Recita l’articolo 138, comma II, della Costituzione che: “Le leggi stesse sono sottoposte a referendum popolare quando, entro tre mesi dalla loro pubblicazione, ne facciano domanda un quinto dei membri di una Camera o cinquecentomila elettori o cinque Consigli regionali. La legge sottoposta a referendum non è promulgata, se non è approvata dalla maggioranza dei voti validi”.
Tradotto? Il governo Conte 2 adesso deve decidere entro due mesi quando convocare la data del referendum. I tecnici spiegano che dovranno dirci la data in un periodo compreso tra i 50esimo e il 70esimo giorno successivo allo svolgimento del Consiglio dei ministri. Il primo giorno utile è alla fine di marzo oppure la prima domenica di giugno. Consultazione senza quorum, il referendum sta a cuore a chi non vuole perdere la poltrona ma è chiara soprattutto una cosa. Che al voto politico non si va. Né si sarebbe potuti andare anche se l’Emilia Romagna fosse passata alla Lega.
Il voto referendario decide i collegi, a questo punto, compresa la ripartizione degli eletti. Non si può modificare la legge elettorale in questo quadro in movimento. Non si possono sciogliere le Camere. Non si può far cadere il governo per mandarlo a casa e tornare alle urne.

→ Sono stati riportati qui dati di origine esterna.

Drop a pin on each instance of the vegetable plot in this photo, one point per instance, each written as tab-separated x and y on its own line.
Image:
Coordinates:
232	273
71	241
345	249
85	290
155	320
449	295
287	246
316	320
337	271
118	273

E allora, se Salvini immaginava tutto questo scenario, sapeva anche che non avrebbe conquistato l’Emilia. Vincere e chiedere nuove elezioni era ancora una volta demagogia, populismo e campagna elettorale.
Più che il numero degli eletti e il loro stipendio, perché non chiedono agli italiani se chi fa politica deve studiare e avere avuto almeno un lavoro, una professione prima di candidarsi? O va sempre bene così?